Segundo a União Europeia, o Reino Unido exporta principalmente para os EUA, a Alemanha e os Países Baixos. Por sua vez, as suas importações vêm sobretudo da Alemanha, da China e dos EUA.
Quais são os impactos econômicos para o bloco
O professor Otto Nogami afirma que uma eventual saída do Reino Unido do bloco significa a extinção de uma das bases do tripé no qual está apoiada a União Europeia.
“Toda a estrutura da UE está baseada na Alemanha, França e Reino Unido. Na medida em que se tira um deles, a estrutura fica capenga.
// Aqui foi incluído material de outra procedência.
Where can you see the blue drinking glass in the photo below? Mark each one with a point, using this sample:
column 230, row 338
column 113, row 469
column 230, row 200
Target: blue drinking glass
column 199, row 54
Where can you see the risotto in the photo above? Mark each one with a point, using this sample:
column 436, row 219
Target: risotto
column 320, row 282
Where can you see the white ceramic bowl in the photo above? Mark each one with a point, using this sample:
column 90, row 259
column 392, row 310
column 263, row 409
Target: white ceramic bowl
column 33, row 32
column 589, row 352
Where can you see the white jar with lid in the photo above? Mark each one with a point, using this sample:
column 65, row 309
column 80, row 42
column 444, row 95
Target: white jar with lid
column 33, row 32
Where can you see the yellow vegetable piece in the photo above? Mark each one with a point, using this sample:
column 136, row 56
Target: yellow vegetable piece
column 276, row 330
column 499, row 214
São as três economias mais fortes e representativas, e tirar uma delas pode desestabilizar a economia da União Europeia.
Todo o peso acaba recaindo sobre a Alemanha, porque hoje a França está totalmente desestabilizada. O que não se sabe é até que ponto a Alemanha teria condições de carregar todo o continente nas costas, economicamente falando.”
Quais Impactos para outros países, como o Brasil, se a União Europeia perder força
Paulo Figueiredo aponta que a principal incerteza após a decisão britânica é com relação ao posicionamento de outros países europeus.
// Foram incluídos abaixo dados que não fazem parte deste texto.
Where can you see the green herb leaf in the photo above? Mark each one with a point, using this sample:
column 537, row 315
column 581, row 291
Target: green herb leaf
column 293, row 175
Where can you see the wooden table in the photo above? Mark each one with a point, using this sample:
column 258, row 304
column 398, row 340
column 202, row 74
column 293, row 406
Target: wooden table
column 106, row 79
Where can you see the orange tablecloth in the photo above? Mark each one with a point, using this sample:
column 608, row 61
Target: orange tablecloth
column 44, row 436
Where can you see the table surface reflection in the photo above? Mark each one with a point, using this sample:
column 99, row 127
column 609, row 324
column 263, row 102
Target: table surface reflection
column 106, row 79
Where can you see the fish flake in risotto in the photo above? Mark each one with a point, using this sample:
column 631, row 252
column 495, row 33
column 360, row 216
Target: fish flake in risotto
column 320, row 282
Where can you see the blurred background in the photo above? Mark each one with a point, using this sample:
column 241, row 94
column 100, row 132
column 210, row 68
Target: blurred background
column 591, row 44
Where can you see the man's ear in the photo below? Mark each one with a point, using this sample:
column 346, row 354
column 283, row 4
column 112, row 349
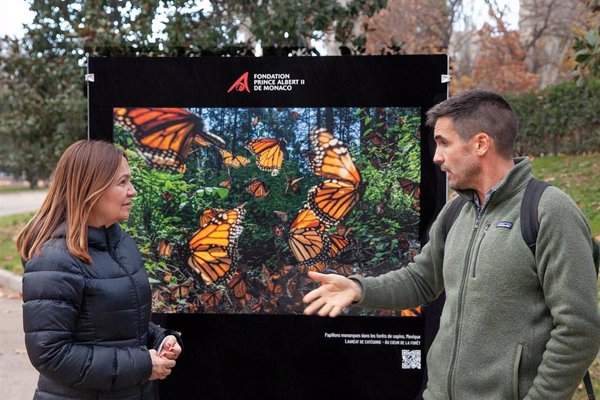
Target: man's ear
column 482, row 142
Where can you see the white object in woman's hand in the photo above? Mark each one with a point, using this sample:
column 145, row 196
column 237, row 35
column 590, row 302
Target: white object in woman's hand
column 161, row 366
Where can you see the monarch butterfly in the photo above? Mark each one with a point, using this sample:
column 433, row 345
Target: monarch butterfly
column 257, row 188
column 410, row 188
column 214, row 246
column 233, row 161
column 335, row 197
column 292, row 183
column 344, row 269
column 211, row 299
column 208, row 215
column 226, row 184
column 332, row 200
column 278, row 230
column 282, row 215
column 268, row 152
column 181, row 291
column 164, row 135
column 308, row 240
column 330, row 157
column 165, row 248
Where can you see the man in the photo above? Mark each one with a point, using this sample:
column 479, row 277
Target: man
column 514, row 326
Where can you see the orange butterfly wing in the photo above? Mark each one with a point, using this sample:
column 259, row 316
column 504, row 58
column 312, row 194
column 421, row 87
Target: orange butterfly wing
column 164, row 135
column 331, row 158
column 268, row 152
column 332, row 200
column 308, row 240
column 257, row 188
column 214, row 247
column 335, row 197
column 233, row 161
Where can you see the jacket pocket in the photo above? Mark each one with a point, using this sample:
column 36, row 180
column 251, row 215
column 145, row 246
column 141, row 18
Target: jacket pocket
column 516, row 366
“A grande questão é a incerteza que essa saída vai gerar e a brecha que abre. A gente já teve discursos na Holanda e na França de que também deve ter uma votação para permanecer ou não. E isso pode enfraquecer muito o bloco. Com possíveis saídas de outros países, talvez se tenha um movimento igual na Alemanha. Tudo isso traria um problema econômico, porque o bloco deixaria de existir.”
“Todas as alianças comerciais que os países da União Europeia têm com o resto do mundo teriam que ser refeitas. Isso traria uma complicação muito grande”, completa o especialista. “Se a gente começa a ver que o bloco perde força, aí sim vai trazer um impacto para o Brasil e outros países.”
Em 2015, o Brasil exportou US$ 33,9 bilhões em produtos para países da União Europeia, o que significa 17,7% do total de exportações do país no ano, segundo dados do MDIC.